Seven days. That reminds us of the six days of creation and God’s resting on the seventh day—the pattern of our 7 day week. Yet in today’s text Luke speaks of 8 days. It was about 8 days after Jesus had spoken of his death and resurrection that he went up the mountain with Peter, John and James.
In the theological journal First Things, Dale Coulter explains: “…the eighth day signals a day that is beyond the seven-day cycle of weeks and thus stands outside of the normal movement of time. It is the dawn of a new age in which time comes to be fulfilled in a kind of eternal stable movement around God. This kind of talk about the eighth day underscores the in-breaking of the divine into the movement of history to bring it to a final consummation.” In simple terms, the 8th day represents Gods eternal ‘out of this world’ realm that is beyond our worldly time of 24 hours 7 days a week.

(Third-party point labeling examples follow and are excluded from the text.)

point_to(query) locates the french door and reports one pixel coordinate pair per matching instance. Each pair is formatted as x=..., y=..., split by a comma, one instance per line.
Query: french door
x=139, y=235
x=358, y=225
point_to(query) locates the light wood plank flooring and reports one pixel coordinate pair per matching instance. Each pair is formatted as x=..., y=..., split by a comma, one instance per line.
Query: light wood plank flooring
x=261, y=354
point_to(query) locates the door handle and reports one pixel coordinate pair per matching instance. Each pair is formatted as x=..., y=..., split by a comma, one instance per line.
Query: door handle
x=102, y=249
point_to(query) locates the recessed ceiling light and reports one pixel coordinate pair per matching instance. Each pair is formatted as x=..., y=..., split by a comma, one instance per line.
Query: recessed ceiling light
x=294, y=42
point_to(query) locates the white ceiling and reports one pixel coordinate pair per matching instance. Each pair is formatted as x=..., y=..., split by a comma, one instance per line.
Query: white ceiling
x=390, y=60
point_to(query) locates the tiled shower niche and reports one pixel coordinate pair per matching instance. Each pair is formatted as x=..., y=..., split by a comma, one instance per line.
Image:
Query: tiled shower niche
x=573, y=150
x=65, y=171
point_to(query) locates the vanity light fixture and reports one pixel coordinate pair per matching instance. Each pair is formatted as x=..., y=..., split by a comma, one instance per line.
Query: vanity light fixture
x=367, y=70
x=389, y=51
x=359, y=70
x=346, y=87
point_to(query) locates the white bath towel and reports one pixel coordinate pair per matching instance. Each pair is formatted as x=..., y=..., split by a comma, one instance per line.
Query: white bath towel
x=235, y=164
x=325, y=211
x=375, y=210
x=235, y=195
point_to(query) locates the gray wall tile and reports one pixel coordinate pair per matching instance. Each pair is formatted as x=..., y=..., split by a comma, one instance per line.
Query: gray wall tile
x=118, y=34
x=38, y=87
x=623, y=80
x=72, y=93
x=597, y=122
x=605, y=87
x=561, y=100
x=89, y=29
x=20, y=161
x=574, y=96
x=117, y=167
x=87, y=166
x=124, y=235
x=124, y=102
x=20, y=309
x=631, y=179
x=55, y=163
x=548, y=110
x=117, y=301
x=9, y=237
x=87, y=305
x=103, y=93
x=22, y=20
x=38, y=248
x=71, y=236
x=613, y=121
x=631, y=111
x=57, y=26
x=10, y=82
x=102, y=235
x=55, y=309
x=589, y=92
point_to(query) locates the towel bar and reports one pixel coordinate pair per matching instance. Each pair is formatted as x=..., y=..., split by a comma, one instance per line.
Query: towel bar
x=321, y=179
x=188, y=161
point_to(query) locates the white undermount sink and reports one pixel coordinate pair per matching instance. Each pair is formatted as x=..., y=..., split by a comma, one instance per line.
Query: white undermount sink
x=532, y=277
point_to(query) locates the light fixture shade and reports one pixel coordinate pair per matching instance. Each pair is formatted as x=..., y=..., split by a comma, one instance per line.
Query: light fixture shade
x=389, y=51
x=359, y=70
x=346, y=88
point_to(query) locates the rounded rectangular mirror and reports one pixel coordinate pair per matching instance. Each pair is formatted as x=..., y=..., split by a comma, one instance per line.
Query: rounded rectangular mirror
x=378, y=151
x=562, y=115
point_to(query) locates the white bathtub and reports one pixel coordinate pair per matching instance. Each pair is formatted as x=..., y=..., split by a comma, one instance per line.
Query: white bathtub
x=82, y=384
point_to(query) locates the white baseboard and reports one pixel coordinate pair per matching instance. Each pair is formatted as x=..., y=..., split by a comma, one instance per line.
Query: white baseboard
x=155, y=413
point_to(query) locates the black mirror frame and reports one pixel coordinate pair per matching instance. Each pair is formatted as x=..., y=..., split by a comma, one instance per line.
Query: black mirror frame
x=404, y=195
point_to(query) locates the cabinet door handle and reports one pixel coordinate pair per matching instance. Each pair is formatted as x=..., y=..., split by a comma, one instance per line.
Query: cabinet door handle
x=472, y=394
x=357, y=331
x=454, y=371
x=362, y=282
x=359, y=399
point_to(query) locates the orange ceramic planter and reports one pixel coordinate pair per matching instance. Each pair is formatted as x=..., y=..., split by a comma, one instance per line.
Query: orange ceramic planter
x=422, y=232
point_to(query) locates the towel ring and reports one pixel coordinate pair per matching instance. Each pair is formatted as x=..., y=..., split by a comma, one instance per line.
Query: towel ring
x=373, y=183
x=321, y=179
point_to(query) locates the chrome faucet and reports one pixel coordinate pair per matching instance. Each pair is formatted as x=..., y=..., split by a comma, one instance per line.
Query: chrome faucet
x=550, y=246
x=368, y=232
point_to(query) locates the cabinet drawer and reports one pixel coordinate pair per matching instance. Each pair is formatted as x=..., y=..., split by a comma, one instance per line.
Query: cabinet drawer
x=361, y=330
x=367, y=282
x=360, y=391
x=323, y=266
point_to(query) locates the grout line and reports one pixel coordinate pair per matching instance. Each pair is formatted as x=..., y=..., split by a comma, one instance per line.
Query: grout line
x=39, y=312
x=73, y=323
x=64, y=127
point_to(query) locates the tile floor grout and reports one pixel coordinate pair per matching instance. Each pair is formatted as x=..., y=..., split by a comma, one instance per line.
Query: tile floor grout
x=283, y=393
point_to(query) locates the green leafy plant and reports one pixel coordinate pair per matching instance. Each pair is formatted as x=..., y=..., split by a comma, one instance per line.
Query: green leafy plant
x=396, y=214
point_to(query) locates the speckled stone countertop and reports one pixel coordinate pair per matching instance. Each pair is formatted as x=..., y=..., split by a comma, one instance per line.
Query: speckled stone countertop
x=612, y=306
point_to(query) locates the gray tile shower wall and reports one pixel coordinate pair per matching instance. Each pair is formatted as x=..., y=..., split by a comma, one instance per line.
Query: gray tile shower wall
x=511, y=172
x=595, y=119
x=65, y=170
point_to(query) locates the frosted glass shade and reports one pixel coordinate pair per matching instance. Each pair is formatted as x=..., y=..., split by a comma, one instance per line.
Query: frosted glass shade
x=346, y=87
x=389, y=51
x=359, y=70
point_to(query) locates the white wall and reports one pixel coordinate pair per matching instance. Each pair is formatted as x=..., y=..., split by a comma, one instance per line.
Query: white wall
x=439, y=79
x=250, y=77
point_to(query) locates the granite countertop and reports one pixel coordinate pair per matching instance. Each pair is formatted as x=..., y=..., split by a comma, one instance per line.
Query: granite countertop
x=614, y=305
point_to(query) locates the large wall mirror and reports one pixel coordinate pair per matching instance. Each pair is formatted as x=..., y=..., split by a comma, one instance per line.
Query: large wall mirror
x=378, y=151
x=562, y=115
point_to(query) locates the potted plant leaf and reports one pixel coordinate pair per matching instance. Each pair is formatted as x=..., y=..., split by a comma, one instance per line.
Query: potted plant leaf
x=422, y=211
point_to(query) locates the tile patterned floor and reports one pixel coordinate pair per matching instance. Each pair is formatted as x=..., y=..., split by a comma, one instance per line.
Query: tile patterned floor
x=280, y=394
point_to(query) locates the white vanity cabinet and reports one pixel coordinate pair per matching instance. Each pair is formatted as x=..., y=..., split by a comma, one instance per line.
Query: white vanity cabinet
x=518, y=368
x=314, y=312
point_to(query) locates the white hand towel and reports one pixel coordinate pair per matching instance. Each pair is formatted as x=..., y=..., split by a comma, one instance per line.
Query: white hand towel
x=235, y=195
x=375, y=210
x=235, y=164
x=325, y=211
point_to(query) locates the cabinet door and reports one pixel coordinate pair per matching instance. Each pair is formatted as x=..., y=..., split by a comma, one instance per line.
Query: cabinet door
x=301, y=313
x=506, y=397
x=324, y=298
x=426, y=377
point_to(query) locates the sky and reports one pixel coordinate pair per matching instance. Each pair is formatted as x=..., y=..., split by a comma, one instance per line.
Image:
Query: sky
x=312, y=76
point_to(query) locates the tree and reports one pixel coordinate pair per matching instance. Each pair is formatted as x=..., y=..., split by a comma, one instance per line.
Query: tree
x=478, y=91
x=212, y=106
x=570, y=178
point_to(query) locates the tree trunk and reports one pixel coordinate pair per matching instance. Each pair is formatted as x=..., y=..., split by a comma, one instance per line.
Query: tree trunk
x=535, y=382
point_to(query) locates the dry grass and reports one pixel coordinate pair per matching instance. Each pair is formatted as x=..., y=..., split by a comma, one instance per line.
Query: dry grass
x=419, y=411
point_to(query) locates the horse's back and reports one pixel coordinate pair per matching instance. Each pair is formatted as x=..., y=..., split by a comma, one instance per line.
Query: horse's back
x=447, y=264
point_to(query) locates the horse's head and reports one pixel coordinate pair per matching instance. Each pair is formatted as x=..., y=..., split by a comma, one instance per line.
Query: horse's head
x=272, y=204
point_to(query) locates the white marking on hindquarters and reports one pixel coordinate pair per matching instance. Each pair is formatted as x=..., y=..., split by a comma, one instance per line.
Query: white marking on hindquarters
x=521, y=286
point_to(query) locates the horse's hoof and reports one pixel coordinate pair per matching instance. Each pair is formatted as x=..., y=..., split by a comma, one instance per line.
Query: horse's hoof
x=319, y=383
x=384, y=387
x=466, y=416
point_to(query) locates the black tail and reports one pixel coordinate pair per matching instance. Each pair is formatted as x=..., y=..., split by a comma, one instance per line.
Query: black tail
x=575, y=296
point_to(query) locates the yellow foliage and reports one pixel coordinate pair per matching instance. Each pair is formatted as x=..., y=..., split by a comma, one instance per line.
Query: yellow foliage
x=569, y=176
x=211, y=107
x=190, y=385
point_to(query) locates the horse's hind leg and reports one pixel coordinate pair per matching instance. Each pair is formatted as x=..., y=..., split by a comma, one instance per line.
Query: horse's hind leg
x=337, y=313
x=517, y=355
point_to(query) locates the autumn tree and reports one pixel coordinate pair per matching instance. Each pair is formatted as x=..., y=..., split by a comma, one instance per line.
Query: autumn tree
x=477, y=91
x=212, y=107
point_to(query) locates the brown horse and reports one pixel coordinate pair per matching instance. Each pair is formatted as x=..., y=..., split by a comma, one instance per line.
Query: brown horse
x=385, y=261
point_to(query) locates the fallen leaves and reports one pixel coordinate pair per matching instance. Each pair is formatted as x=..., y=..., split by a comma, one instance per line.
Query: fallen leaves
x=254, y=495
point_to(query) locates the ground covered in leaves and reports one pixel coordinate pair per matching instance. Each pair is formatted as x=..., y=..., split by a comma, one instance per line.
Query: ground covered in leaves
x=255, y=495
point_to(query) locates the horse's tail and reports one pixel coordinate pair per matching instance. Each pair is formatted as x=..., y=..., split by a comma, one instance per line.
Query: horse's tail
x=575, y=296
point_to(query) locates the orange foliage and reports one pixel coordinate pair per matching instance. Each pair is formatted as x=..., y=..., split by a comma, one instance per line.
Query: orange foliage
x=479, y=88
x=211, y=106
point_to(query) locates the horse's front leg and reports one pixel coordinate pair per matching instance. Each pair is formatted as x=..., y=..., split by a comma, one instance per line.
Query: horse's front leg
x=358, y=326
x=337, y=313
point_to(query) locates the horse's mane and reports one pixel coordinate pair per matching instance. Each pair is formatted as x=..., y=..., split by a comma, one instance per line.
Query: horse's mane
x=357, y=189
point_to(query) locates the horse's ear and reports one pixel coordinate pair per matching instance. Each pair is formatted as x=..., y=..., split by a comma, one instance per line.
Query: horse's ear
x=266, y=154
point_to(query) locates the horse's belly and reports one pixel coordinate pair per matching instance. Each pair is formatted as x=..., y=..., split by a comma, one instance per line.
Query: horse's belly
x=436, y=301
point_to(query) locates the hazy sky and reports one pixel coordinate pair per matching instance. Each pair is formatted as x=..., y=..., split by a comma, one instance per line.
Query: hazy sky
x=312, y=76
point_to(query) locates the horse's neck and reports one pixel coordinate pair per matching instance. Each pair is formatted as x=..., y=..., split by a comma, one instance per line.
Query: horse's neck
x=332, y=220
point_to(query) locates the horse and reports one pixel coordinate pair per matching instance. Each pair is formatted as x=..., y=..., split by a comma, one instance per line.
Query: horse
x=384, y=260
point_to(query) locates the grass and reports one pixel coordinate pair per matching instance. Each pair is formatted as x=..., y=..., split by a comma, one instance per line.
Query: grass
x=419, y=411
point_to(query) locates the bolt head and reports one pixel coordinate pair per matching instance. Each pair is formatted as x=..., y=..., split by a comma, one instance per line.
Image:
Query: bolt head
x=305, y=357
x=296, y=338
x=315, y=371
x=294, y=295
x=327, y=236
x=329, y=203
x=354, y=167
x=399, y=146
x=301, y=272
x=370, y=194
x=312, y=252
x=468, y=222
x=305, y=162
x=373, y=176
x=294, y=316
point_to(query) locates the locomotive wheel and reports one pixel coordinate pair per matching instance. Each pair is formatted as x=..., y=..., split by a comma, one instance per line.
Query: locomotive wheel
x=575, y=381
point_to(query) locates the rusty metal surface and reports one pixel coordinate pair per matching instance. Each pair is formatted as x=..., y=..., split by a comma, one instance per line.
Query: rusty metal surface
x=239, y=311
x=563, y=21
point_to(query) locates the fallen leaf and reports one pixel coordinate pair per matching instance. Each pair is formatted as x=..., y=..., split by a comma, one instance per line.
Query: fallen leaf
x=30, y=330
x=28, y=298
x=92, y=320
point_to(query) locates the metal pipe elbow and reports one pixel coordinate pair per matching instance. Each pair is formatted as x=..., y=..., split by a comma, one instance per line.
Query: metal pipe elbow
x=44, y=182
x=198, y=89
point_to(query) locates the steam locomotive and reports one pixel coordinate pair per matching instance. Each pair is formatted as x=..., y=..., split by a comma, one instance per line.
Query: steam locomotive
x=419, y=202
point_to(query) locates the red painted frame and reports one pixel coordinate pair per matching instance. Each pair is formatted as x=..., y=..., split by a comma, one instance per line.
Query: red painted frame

Who is Jesus? The dazzling manifestation of his glory and the mention of 8 days shows he is the Son of God from all eternity; the Christ in whom God’s 8th day of eternal reign of glory and grace has come into our world that is trapped in bondage to sin, death and decay. Although we don’t have the sound and light show that the disciples did on the Mount of Transfiguration in our Gospel reading, we don’t have to ascend the mountain to find God.
He comes down to us. While we gather in this simple church building, we don’t see Jesus in radiant glory with clothes as bright as a flash of lightning. Nonetheless, God who is present everywhere is personally present here working in a special way unlike anywhere else. He brings his grace and divine help and salvation through his word, through baptism and Holy Communion, bringing divine forgiveness, favour, help and blessing for us.
And so it is good for us to be here…in the presence of Christ who faithfully followed his Father’s will all the way to the Cross, suffering and dying for the sins of the world, and triumphing over death with his mighty resurrection. Here, and now, in the Person of the risen, crucified Christ, the 8th day that is God’s reign of grace and his realm of eternity comes into our world and our time, and the Christ continues to bless his people.
Even though he is invisible to human eyes Jesus stands before us, in the fullness of his glory, at the font. It is not the pastor that baptises a person, but really it is Jesus. That is why from the earliest times, baptism fonts were Octagonal in shape—with 8 sides, symbolising the reality that by baptism into Christ, God brings about a new creation; ransoming sinners from the prison of sin, death and hell and bringing them into his kingdom of light and life, giving them ears to hear God’s word and mouths to proclaim it, recreating hearts to love and serve him, and incorporating them into the eighth day of Jesus’ resurrection, and eternal life.
That is what he did for all of us in our baptism. But baptism is not a magic act that saves apart from faith. Baptism and faith go together. Baptism is the means by which God promises to send his Spirit to begin the work of faith that justifies us in God’s presence; faith that must be nurtured throughout life. Faith that comes from gladly hearing and learning God’s word.
And so it is vital that we all keep coming to continue to listen to Jesus, for if we keep firm in our faith by continuing to listen to him, we share in everything that he promises, and what Peter James and John saw in today’s Gospel reading is a preview of what we will see. Through faith in Christ, we will be in the company of Moses and Elijah and Peter and James and John, and all the saints throughout time. Through faith in Christ, we will see his shining face and clothes as white as lightning. We will see our Saviour in all his glory, not just for a fleeting glimpse, but for all eternity. Amen.